Now, in future, I can hedge my bets and purchase crack-resistant tomatoes. Apparently there are varieties out there with more elastic skin. But, in the meantime, I am sensing a learning opportunity here…
What works for a tomato works for the rest of us. Who couldn’t use a bit more elasticity in their outlook, their goals, their game plan, their spirit?
Try something different, advised the poet, Rumi, way back in the 13th century. Surrender.

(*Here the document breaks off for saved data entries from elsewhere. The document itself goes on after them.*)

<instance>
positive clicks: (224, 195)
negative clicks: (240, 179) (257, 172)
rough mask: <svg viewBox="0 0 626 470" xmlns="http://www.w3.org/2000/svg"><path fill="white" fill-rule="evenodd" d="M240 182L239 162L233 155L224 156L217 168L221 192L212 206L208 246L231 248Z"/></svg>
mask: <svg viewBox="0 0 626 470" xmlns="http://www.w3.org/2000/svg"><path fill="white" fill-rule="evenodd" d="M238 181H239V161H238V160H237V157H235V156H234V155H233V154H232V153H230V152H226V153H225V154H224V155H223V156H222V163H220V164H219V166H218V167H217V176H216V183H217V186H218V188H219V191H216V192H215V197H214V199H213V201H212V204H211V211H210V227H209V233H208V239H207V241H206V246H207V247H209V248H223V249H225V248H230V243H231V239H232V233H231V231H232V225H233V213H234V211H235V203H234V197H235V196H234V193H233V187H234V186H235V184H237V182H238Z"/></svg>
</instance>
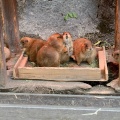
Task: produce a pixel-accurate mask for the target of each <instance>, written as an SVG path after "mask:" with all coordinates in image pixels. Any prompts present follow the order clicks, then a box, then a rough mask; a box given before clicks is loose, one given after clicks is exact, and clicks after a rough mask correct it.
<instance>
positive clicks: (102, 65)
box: [98, 47, 108, 80]
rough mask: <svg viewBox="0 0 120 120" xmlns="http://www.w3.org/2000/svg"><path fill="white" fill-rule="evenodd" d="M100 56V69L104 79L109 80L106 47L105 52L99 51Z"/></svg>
mask: <svg viewBox="0 0 120 120" xmlns="http://www.w3.org/2000/svg"><path fill="white" fill-rule="evenodd" d="M98 56H99V68H100V70H101V75H102V78H103V79H105V80H108V69H107V63H106V52H105V47H103V51H98Z"/></svg>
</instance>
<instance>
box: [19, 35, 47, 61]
mask: <svg viewBox="0 0 120 120" xmlns="http://www.w3.org/2000/svg"><path fill="white" fill-rule="evenodd" d="M20 43H21V44H22V47H23V48H25V54H27V55H28V58H29V61H30V62H35V63H36V56H37V52H38V50H39V49H40V48H41V47H42V46H43V45H44V44H45V41H44V40H42V39H35V38H30V37H23V38H22V39H21V40H20Z"/></svg>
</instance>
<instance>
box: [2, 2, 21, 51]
mask: <svg viewBox="0 0 120 120" xmlns="http://www.w3.org/2000/svg"><path fill="white" fill-rule="evenodd" d="M1 5H2V14H3V22H4V39H5V42H6V43H8V44H9V48H10V50H11V51H12V52H13V53H18V52H20V44H19V43H20V42H19V26H18V19H17V2H16V0H1Z"/></svg>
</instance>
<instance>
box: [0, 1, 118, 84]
mask: <svg viewBox="0 0 120 120" xmlns="http://www.w3.org/2000/svg"><path fill="white" fill-rule="evenodd" d="M116 1H117V0H116ZM119 4H120V3H119V1H117V2H116V24H115V26H116V29H115V35H116V36H115V41H114V43H115V46H116V48H117V46H118V45H119V23H120V21H119V14H118V13H119V6H120V5H119ZM0 6H1V8H0V13H1V16H0V24H1V28H2V29H1V30H0V36H1V41H0V42H1V43H0V44H1V55H0V56H1V57H0V59H1V73H0V78H2V79H1V82H0V84H1V85H2V86H6V84H7V82H8V79H9V78H7V76H6V74H7V71H6V62H5V56H4V54H3V46H4V45H3V44H4V39H5V40H6V42H7V43H8V44H9V46H10V50H11V52H12V53H13V54H12V56H15V55H16V54H20V53H21V49H20V43H19V42H20V41H19V39H20V31H19V24H18V21H19V19H18V16H17V15H18V13H17V1H16V0H11V1H7V0H1V2H0ZM98 55H99V57H98V59H99V68H90V69H87V68H83V69H82V68H64V67H61V68H40V67H37V68H36V67H34V68H30V67H25V64H26V63H27V58H25V57H23V55H21V56H20V57H19V59H18V61H16V64H15V66H14V68H13V69H12V72H13V76H12V79H11V78H10V80H11V81H12V82H19V80H21V79H30V80H32V79H37V80H39V79H40V80H54V81H107V80H108V70H107V64H106V54H105V49H103V51H100V52H99V53H98ZM101 57H103V58H104V59H101ZM103 61H104V62H103ZM39 70H40V71H39ZM86 70H89V76H86V75H85V71H86ZM37 71H39V72H37ZM58 71H59V72H58ZM48 73H49V74H48ZM53 73H54V74H53ZM62 73H64V75H63V74H62ZM13 79H17V80H13ZM37 82H38V81H37ZM12 84H13V83H12Z"/></svg>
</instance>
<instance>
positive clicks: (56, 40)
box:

Apparently not only poets have pondered the concept of surrender. Martial artists have, too…or at least one did, which I find rather intriguing since martial means warlike, and you’d expect a martial artist to kick surrender upside the head. But when Bruce Lee counseled others to go with the flow, he meant it. Literally.
Be like water making its way through cracks, Lee wrote, do not be assertive, but adjust to the object, and you shall find a way round or through it. If nothing within you stays rigid, outward things will disclose themselves.
Of course if nothing within you stays rigid, all rock-hard effort to surrender will surrender itself as well. Maybe, instead, you’ll surrender to the mini Jet Li within your gut and not yield. You’ll resist, struggle, grapple, stand your ground, and get sweaty. Perhaps you’ll even crack.
And, if you do crack, that’s just fine. Because, sometimes, we learn from cracking. Like a chick from an egg, enlightenment emerges — a beak, a little wing, a sweet twig of a leg at a time.
Poet Kahlil Gibran saw this, too. Your pain is the breaking of the shell that encloses your understanding.
How appropriate it suddenly seems — that some gardeners call tomato cracks growth cracks.
Many of our tomatoes, however, weren’t cracked so much as scarred. But scars have meaning, too.
A self-professed old guy posted this comment on Reddit recently: “Scars are a testament to life. Scars are a testament that I can…be cut, or even gouged, and that I can heal and continue to live and continue to love. And the scar tissue is stronger than the original flesh ever was.”
Amen. My Dear Friend has spent the last eight months fighting cancer. And part of DF’s treatment included surgery to remove 22 lymph nodes on the left side of the neck.
“My scar is so ugly,” said DF glumly one afternoon.
“It’s not ugly,” I retorted, “it’s a medal. A Blue Ribbon.”